Public narratives often diverge sharply from this legal reality. Media coverage emphasizes personal identities while minimizing conduct—such as vehicle movement toward officers or armed interference. Emotional framing replaces legal analysis, fueling selective and often directed outrage.
Responsibility, under the law, lies with those who engage in high-risk behavior. Blocking enforcement operations or resisting while armed creates foreseeable danger. The legal system evaluates causation and reasonableness, not moral virtue or political alignment. Veteran agents rely on institutional knowledge, training, and established law—often clashing with activist interpretations driven by ideology rather than precedent.

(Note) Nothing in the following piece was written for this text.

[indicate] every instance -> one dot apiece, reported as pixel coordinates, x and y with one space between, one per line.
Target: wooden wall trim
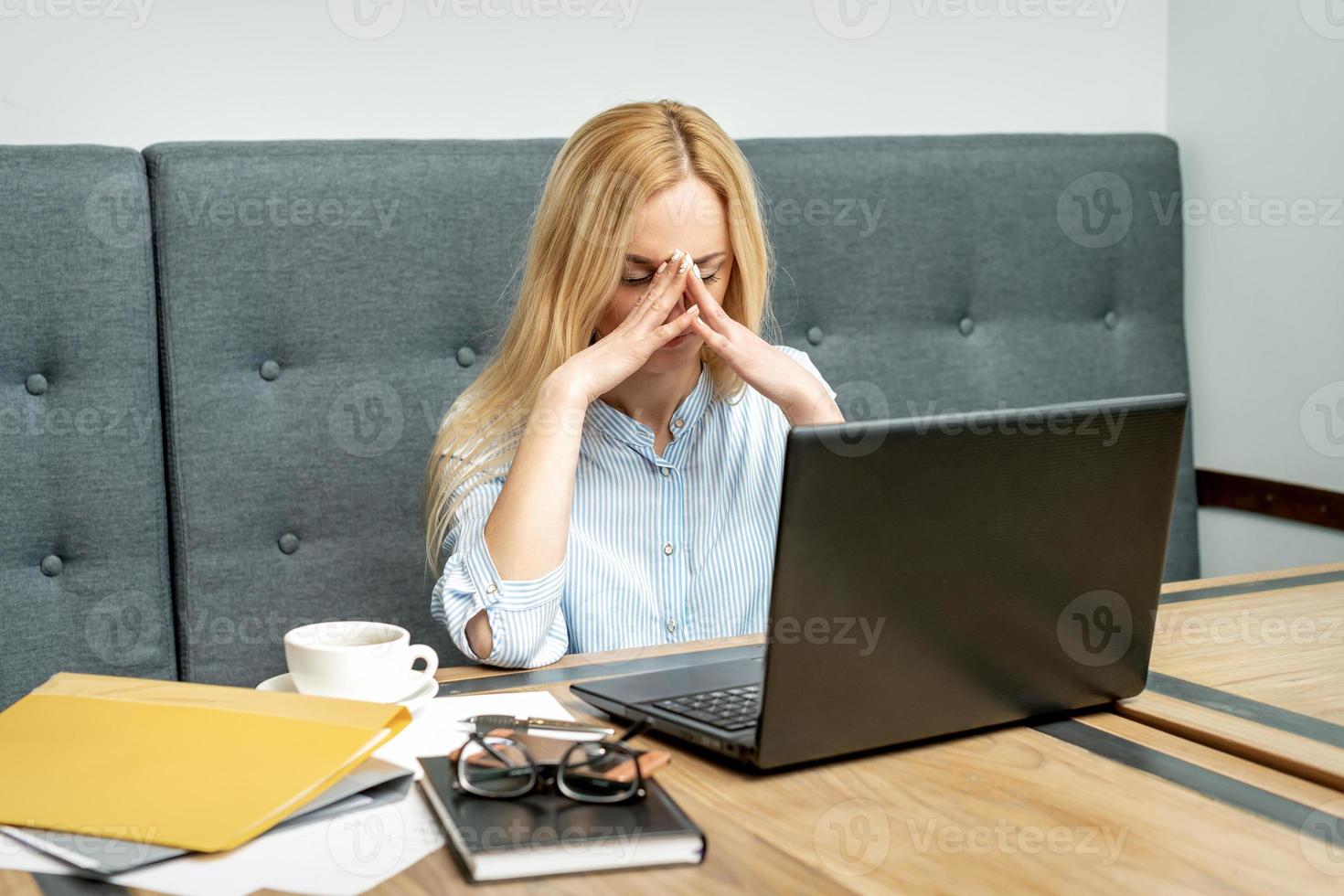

Delegitimizing lawful authority for political purposes erodes public safety. Federal enforcement exists to address criminal violations amid an ongoing border crisis. Undermining that authority through selective outrage carries real consequences.
As Department of Justice reviews proceed, the rule of law demands restraint, facts, and fidelity to precedent—not frenzy. Minneapolis serves as a case study in the peril faced by law enforcement amid intense political polarization. Federal case law remains clear: reasonableness is the guardrail. Abandoning consistent legal standards in favor of selective accountability risks chaos. Upholding them ensures justice.